With that in mind, choosing NPMD tools that provide that packet-level data is increasingly important.

“We need to have those packets available at our disposal for anomaly detection,” the senior network engineer says. “If you’re researching an issue that’s happening right now and you’re only able to see what’s going on right now, that’s great. But if you don’t know what the norm is, if you don’t know how things are supposed to be looking, it’s really difficult to determine if what you’re seeing is really bad or not.”

The ability to go back in time and view packet-level analytics is a feat that does require more CPU muscle and often specialized capture cards that can handle both capture and analysis at line rate, 40 gigabits per second.
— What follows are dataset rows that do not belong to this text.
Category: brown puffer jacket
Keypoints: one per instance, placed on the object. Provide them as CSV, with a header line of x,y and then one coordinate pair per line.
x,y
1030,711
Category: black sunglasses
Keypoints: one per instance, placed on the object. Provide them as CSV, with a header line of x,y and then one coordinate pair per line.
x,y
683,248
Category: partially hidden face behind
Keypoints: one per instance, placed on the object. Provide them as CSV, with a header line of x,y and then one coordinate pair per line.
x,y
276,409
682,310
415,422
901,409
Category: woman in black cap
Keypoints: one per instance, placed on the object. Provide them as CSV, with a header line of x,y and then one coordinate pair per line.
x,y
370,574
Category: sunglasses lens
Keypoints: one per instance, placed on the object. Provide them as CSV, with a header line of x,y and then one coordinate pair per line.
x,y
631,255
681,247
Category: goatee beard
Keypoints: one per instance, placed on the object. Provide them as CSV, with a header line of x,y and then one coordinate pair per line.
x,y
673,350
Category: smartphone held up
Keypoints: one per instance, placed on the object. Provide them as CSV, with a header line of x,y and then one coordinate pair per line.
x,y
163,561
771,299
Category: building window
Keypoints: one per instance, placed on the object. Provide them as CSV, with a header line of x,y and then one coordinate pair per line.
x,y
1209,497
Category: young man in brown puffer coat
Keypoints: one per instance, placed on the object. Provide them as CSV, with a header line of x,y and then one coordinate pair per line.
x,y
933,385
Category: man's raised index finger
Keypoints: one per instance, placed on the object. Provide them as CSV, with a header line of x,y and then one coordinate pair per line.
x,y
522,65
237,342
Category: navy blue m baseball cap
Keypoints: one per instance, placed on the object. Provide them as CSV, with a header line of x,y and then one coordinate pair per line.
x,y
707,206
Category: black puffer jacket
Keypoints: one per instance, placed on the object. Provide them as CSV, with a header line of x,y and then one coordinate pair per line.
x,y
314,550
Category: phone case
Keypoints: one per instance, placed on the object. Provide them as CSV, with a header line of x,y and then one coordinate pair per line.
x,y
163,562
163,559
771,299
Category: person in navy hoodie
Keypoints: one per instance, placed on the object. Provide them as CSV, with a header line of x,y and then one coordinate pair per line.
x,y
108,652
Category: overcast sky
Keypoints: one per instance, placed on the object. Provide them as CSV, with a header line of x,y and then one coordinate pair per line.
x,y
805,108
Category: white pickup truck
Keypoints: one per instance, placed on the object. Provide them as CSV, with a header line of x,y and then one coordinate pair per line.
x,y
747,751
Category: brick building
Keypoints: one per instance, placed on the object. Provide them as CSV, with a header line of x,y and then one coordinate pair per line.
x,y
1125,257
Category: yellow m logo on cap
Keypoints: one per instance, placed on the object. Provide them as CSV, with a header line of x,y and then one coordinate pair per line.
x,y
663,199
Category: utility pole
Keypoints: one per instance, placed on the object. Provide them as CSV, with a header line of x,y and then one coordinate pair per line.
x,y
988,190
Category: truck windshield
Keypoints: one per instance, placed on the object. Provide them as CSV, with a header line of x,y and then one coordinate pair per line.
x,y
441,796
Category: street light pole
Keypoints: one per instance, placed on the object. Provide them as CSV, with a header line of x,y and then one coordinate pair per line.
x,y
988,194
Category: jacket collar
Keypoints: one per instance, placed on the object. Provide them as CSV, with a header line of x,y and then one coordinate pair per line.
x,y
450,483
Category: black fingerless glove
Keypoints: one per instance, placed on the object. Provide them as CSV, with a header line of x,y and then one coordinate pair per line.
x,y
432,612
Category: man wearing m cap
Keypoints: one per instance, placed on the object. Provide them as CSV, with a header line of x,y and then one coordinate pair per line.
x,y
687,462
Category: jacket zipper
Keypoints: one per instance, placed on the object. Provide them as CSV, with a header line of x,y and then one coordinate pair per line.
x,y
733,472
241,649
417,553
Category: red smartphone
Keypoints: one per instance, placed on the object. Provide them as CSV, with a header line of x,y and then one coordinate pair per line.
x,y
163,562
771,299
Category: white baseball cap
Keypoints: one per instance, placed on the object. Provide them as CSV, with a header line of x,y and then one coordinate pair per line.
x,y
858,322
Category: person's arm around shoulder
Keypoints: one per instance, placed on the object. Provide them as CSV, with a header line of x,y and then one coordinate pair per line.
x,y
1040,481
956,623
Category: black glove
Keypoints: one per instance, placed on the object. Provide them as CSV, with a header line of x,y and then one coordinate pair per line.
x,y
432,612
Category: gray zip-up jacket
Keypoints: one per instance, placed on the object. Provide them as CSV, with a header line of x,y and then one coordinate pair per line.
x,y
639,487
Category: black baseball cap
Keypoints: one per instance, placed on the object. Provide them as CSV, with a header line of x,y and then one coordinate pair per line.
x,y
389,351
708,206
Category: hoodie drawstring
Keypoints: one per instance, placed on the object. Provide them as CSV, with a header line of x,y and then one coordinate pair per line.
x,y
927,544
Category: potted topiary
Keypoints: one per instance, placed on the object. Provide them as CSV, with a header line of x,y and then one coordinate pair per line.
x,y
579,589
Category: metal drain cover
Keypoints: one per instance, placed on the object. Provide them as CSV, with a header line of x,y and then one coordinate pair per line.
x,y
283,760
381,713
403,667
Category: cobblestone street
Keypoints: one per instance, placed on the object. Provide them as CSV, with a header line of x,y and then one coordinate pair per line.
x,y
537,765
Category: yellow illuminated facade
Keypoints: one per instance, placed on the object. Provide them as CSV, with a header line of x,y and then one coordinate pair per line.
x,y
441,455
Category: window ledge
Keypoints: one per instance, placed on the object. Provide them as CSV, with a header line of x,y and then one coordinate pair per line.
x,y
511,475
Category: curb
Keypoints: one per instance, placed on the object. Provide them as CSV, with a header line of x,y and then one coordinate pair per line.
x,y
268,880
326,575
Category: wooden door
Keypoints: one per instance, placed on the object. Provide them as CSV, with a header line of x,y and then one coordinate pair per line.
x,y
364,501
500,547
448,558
Financial institutions especially are beginning to adopt this type of comprehensive detection, and remediation strategy with the ability to rewind and view what happened post-event.

“We need to be able to go back and look at what this behavior was or what was going on twenty-four hours ago, a week ago, even a month ago because everything that we do especially in the banking world is very cyclical,” the senior network engineer says. “Paydays, the first of the month, the 15th of the month tend to have different behavior than any of the other days, so we need to be able to go back and look at what was happening thirty days ago to determine if what we’re seeing is something to be concerned about or not. So having all those packets at our disposal, on-demand? Invaluable.”